(concurring in part/dissenting in part):
I concur in the affirmance of the findings as well as the sentence with the exception of the fine of §2,682.00 which I would set aside as inappropriate. Article 66(c), Uniform Code of Military Justice.
This Court may only approve sentences that are both legal and appropriate. The fine is legal but inappropriate in this case since there is no evidence of unjust enrichment or any other good reason for a fine. See Rule for Courts-Martial (R.C.M.) 1003(b)(3), Discussion, Manual for Courts-Martial (MCM), United States, 1984; United States v. Epineira, No. 88-1410 (NMCMR 7 September 1988); United States v. Gilbert, No. 88-1520 (NMCMR 30 August 1988); and United States v. Huseby, No. 87-4256 (NMCMR 30 June 1988).
The majority concludes that the fine is appropriate and should be affirmed, regardless of the long standing policy presently set forth in the Discussion of R.C.M. 1003(b), because of two factors: (a) a pretrial agreement exists permitting the convening authority to approve the fine and, (b) the military judge expressly questioned the accused and received assurances that the accused understands that a fine could be awarded and approved. As for factor (b), the military judge’s questioning of the accused with respect to his knowledge that a fine could be awarded took place prior to the acceptance of the guilty plea and relates solely to the issue of whether the accused’s plea was a knowing one. That is, did the accused know that if he is found guilty pursuant to his plea, the trial court could “legally” sentence him to a fine? This has no bearing on the appropriateness of a sentence to a fine since that issue is considered during the post-finding, presentencing stage of the trial and is based on the offenses committed and evidence in mitigation, extenuation, and aggravation. As for factor (a), the military judge’s questioning the accused and receiving assurance of his awareness that the convening authority may approve a fine took place during the post-sentencing stage of a trial and went solely to the issue of what portions of the sentence already adjudged may be “legally” approved by the convening authority in view of the pretrial agreement. Thus, at the point of adjudging a sentence to a fine, the military judge was unaware that the pretrial agreement provided for approval of a fine and had not received assurances from the accused that he understood that the convening authority could approve a fine based on the pretrial agreement. That being the case, these factors cannot weigh in the military judge’s decision (or ours) as to whether a fine is an appropriate sentence.

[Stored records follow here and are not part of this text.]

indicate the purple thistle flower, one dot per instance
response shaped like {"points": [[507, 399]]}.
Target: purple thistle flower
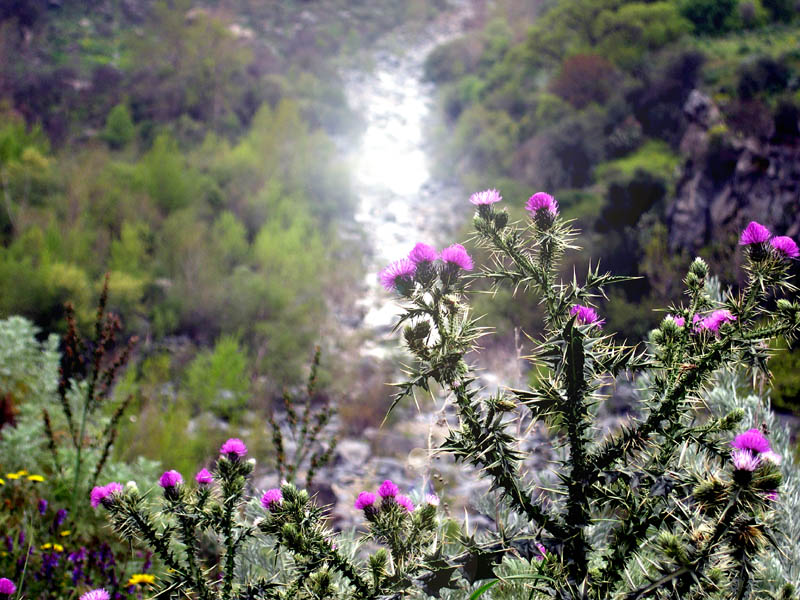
{"points": [[542, 550], [541, 202], [98, 594], [271, 498], [170, 479], [388, 489], [457, 255], [399, 269], [586, 315], [744, 460], [485, 197], [752, 439], [233, 447], [679, 321], [715, 320], [422, 253], [785, 246], [203, 477], [7, 586], [754, 233], [100, 493], [405, 502], [364, 500]]}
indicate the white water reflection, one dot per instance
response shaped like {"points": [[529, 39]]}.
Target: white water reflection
{"points": [[400, 203]]}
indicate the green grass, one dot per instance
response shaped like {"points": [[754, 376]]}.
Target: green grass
{"points": [[654, 157]]}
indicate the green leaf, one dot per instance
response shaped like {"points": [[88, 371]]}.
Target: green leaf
{"points": [[483, 589]]}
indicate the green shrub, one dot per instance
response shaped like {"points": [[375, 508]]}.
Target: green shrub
{"points": [[218, 379], [785, 367], [709, 17], [119, 130]]}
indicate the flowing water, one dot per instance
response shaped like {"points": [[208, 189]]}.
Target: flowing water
{"points": [[400, 201]]}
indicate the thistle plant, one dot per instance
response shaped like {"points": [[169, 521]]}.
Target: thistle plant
{"points": [[290, 524], [88, 374], [305, 428], [666, 530]]}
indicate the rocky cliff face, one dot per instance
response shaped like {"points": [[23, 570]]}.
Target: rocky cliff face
{"points": [[728, 181]]}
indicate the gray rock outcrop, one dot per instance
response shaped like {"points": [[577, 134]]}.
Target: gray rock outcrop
{"points": [[728, 181]]}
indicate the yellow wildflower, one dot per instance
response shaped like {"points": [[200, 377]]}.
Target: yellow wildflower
{"points": [[138, 578]]}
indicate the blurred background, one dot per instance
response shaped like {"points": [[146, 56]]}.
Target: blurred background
{"points": [[243, 168]]}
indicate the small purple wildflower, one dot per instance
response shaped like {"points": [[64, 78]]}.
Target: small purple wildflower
{"points": [[542, 550], [744, 460], [388, 489], [405, 502], [7, 586], [752, 439], [100, 493], [170, 479], [204, 477], [364, 500], [457, 255], [399, 269], [233, 447], [98, 594], [61, 516], [754, 233], [586, 315], [272, 498], [785, 246], [485, 197], [541, 202], [422, 253]]}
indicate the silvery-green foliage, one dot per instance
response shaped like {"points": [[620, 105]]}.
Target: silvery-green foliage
{"points": [[782, 562], [283, 549], [29, 374]]}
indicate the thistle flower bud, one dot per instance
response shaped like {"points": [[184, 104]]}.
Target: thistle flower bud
{"points": [[699, 268], [7, 586], [543, 210]]}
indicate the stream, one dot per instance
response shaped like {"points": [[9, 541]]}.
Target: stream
{"points": [[401, 202]]}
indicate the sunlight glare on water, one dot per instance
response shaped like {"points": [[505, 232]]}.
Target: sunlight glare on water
{"points": [[391, 154]]}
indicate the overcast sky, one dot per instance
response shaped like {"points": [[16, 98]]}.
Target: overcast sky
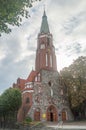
{"points": [[67, 23]]}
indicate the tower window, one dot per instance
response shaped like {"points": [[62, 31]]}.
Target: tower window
{"points": [[50, 61], [27, 100], [46, 59]]}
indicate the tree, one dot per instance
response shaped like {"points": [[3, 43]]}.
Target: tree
{"points": [[10, 101], [11, 13], [75, 78]]}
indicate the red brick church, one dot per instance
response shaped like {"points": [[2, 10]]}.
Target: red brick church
{"points": [[44, 95]]}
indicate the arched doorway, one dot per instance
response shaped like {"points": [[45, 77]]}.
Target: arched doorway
{"points": [[51, 113], [64, 115], [37, 114]]}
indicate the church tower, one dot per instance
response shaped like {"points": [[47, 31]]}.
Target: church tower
{"points": [[44, 94], [45, 54]]}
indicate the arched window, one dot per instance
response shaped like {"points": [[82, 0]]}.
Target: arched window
{"points": [[27, 100], [50, 61], [46, 59]]}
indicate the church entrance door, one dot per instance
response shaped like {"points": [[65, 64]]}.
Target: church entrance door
{"points": [[51, 113], [37, 115], [64, 116]]}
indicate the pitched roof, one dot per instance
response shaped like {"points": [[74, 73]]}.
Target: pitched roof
{"points": [[44, 24]]}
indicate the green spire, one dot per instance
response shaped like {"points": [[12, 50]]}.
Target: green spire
{"points": [[44, 25]]}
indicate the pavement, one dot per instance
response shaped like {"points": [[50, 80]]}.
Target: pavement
{"points": [[79, 125]]}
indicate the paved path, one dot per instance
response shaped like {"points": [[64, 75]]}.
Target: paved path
{"points": [[81, 125]]}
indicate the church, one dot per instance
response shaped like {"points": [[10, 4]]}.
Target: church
{"points": [[44, 94]]}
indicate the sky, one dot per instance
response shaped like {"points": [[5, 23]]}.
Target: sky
{"points": [[67, 23]]}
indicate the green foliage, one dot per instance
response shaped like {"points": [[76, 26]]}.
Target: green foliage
{"points": [[11, 13], [74, 77], [11, 99], [28, 119]]}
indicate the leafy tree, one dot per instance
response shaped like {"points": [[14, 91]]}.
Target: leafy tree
{"points": [[11, 13], [10, 102], [74, 77]]}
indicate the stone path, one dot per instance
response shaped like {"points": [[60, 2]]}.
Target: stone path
{"points": [[72, 125]]}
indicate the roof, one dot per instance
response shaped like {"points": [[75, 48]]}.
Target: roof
{"points": [[44, 25]]}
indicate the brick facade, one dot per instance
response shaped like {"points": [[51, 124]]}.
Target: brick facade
{"points": [[44, 94]]}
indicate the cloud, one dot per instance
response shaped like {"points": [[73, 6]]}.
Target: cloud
{"points": [[67, 24]]}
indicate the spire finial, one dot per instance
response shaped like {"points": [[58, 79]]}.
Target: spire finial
{"points": [[44, 11], [44, 7]]}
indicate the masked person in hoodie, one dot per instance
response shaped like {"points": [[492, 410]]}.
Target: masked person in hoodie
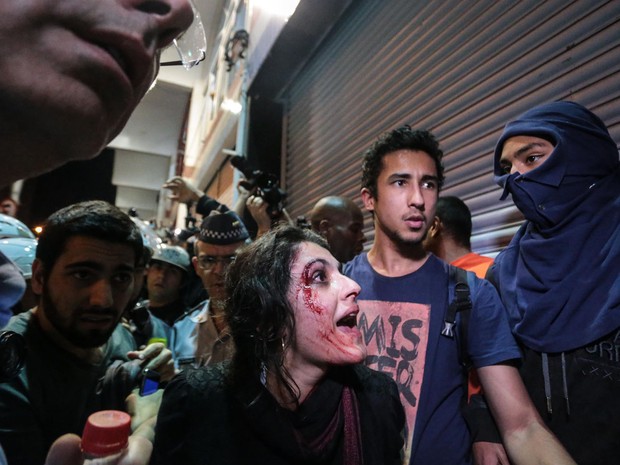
{"points": [[559, 277]]}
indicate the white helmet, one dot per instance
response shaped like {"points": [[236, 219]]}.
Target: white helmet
{"points": [[172, 254], [18, 243]]}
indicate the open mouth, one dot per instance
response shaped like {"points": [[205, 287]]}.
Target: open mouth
{"points": [[349, 321], [117, 55]]}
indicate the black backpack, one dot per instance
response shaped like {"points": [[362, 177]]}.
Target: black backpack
{"points": [[459, 306]]}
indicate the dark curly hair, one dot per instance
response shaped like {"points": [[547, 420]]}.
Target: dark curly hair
{"points": [[258, 310], [403, 138]]}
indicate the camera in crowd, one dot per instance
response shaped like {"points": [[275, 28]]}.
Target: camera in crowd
{"points": [[263, 184], [12, 355]]}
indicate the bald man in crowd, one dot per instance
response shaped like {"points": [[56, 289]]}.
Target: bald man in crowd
{"points": [[341, 222]]}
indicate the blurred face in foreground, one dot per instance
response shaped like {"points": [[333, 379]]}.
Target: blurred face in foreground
{"points": [[325, 312], [73, 71]]}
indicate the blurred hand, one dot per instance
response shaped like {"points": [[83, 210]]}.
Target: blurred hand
{"points": [[182, 190], [143, 411], [257, 207], [489, 453], [156, 357], [66, 451]]}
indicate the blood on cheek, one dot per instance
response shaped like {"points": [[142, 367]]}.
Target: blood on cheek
{"points": [[308, 292]]}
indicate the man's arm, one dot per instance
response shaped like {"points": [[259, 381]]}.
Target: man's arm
{"points": [[526, 438]]}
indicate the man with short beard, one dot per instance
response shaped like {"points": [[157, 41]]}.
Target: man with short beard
{"points": [[84, 275]]}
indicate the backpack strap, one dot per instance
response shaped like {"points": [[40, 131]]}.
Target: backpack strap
{"points": [[460, 305]]}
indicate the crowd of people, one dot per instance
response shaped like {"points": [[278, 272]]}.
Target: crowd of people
{"points": [[306, 349]]}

Finally, contrary to the view of the majority, neither a pretrial agreement providing for a fine nor the accused’s understanding that a fine is a “legal” punishment, can transform an otherwise inappropriate sentence into an appropriate sentence.
Both military judges and convening authorities are well aware (or at least should be) of the long standing policy that a fine is normally an appropriate punishment only in cases where the accused is unjustly enriched as a result of the offense he has committed. It therefore behooves a military judge to take this into account upon sentencing and the convening authority to do so when he enters into a pretrial agreement and when he takes action on the sentence. It is their failure to properly consider the directory policy on fines that leads this Court to take corrective action rather than any “cry of foul” from the lips of the accused.
In my view, the consequences of majority’s decision is to no longer require “another good reason” for imposing a fine in the absence of unjust enrichment. Their approval of the fine is not based on either the offenses or on the aggravating circumstances surrounding their commission, but rather on factors irrelevant to the issue of appropriateness.